Sulphur Landscapes: Isotopes and the Mining Environment (SLIME)

The sulphur isotopic δ34S signature of primary and hydrothermal sulphide is often around, or below 0‰. Sedimentary sulphide in UK coal bearing sequences (“Coal Measures”) can be much more variable, depending on the degree of openness or closure of the geochemical system during deposition and microbial sulphate reduction, and on post-deposition diagenesis and secondary mineralisation. On average, however, Coal Measures pyrite tends to exhibit a δ34S of between -10 and +10‰.

When coal is mined, Coal Measures pyrite is brought into contact with circulating water and oxygen. It is oxidised to intermediate hydroxysulphate minerals and ultimately to dissolved sulphate in mine water. Except under the influence of certain alkali- and brine-dwelling microbes (Pellerin et al. 2019), oxidation of sulphide is usually accompanied by negligible fractionation. It is commonly assumed that dissolved sulphate in mine water is derived from pyrite oxidation. If this were the case, it should also be characterised by a δ34S of between -10 and +10‰.

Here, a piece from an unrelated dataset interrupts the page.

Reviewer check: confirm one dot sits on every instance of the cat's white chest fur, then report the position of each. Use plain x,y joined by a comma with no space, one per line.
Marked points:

Pilot research carried out in the UK and Europe has indicated that shallow coal mine waters do indeed exhibit a dissolved sulphate δ34S within this range (Banks et al. 2020, 2022, Walls et al. 2022). However, it has also become apparent that deep minewater often exhibits much higher dissolved sulphate δ34S: above +20‰ and sometimes >30‰.

This project will test the following hypotheses:
1. That coal mine water sulphate is not exclusively derived from pyrite oxidation
2. That oxidation of pyrite to hydroxysulphates and dissolved sulphate is always accompanied by negligible fractionation.
3. That consideration of sulphate δ18O in addition to δ34S can elucidate the origin of sulphate.

Several sub-hypotheses can be put forward to explain the elevated sulphate-S isotopic signature of deep mine waters, although none seem to be universally applicable. The project will systematically consider and test these:

1. Dissolution of evaporites (gypsum, anhydrite) from adjacent strata
2. Infiltration of marine, lagoonal, sabkha or evaporite brines in the geological past
3. Fractionation by microbial sulphate reduction in the mine environment
4. Fractionation on oxidation by “exotic” micro-organisms

The research program will thus contribute to the IAPETUS focus on Earth Resources (coal, geothermal mine water) and Nutrient (sulphur) cycling.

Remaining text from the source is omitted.